Fli perde un altro pezzo E il Cavaliere annuncia "Con noi 330 deputati"

Continua la fuoriuscita dal Fli. Anche la Cosenza torna nel Pdl. Ma Bocchino non lo ammette: nessuna emorragia

Roma - Il Fli continua a perdere pezzi. Anche la deputata futurista Giulia Cosenza ha deciso di tornare tra le file del Pdl. La decisione sarà ufficializzata tra qualche giorno, al massimo all’inizio della prossima settimana. L'onorevole di Futuro e Libertà, spiegano fonti parlamentari, ha scelto di tornare nel Pdl non solo per motivi politici ma anche per scelte strettamente personali.

Della Vedova smentisce Il "cambio di casacca" è stato prontamente smentito dai vertici di Futuro e libertà, per bocca del capogruppo Benedetto Della Vedova: "Non mi risulta che la Cosenza abbia lasciato Fli per tornare al Pdl e chi le ha parlato ancora oggi esclude che abbia preso questa decisione". La diretta interessata (anche oggi contattata da Fli che cerca di convincerla a restare) tace, ma chi ha avuto modo di sentirla in queste ore spiega di averla trovata molto provata dalle ultime vicende personali che si intrecciano con quelle politiche. Secondo fonti parlamentari, dunque, la Cosenza sarebbe combattuta sul da farsi, ma sarebbe orientata a tornare nelle file del Popolo della libertà.

Bocchino nega l'emorragia Nonostante l'evidenza dei fatti, il falco Italo Bocchino non vuole riconoscere la verità. "Non mi risultano emorragie". E smentisce le voci secondo cui altri esponenti Fli sarebbero in procinto di ritornare nel Pdl. In realtà la stessa dipartita della Cosenza dimostra che Bocchino non vuole ammettere che Fli è ormai a pezzi. "La verità è che la maggioranza si Š allargata lavorando sulle promesse di nuovi posti liberi, ma il Governo non è ancora al completo e le caselle non si riempiono solo esclusivamente perché, dopo aver promesso a 60 persone 11 posti, ne restano 49 scontente difficili da gestire", dice Bocchino riferendosi al gruppo dei Responsabili, da lui ribattezzati "disponibili". E conclude: "Credo che la vicenda dei rimpasti creerà non pochi problemi al Governo e al Pdl in generale".

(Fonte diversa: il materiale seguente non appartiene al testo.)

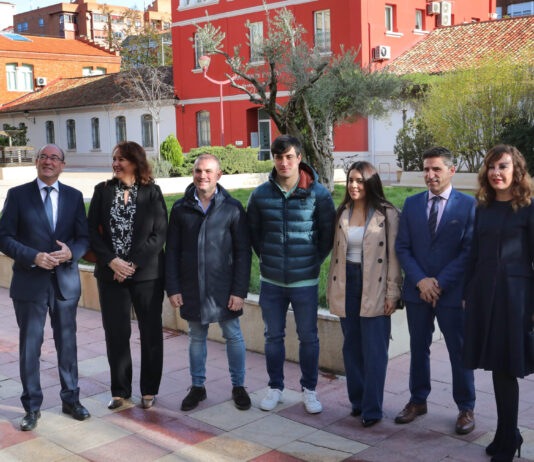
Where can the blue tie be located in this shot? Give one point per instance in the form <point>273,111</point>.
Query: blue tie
<point>433,216</point>
<point>48,207</point>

Berlusconi: "Maggioranza solida" Il Cavaliere, durante la presentazione della riforma della giustizia, non ha negato che "la diaspora nella maggioranza" abbia causato qualche problema, ma poi assicura: "Ci stiamo ridando un assetto e dei numeri e contiamo di poter approvare quelle riforme che non furono approvate perché c’era una componente nella maggioranza statalista e giustizialista che ce lo impediva. Ora la maggioranza è sui 330 alla Camera".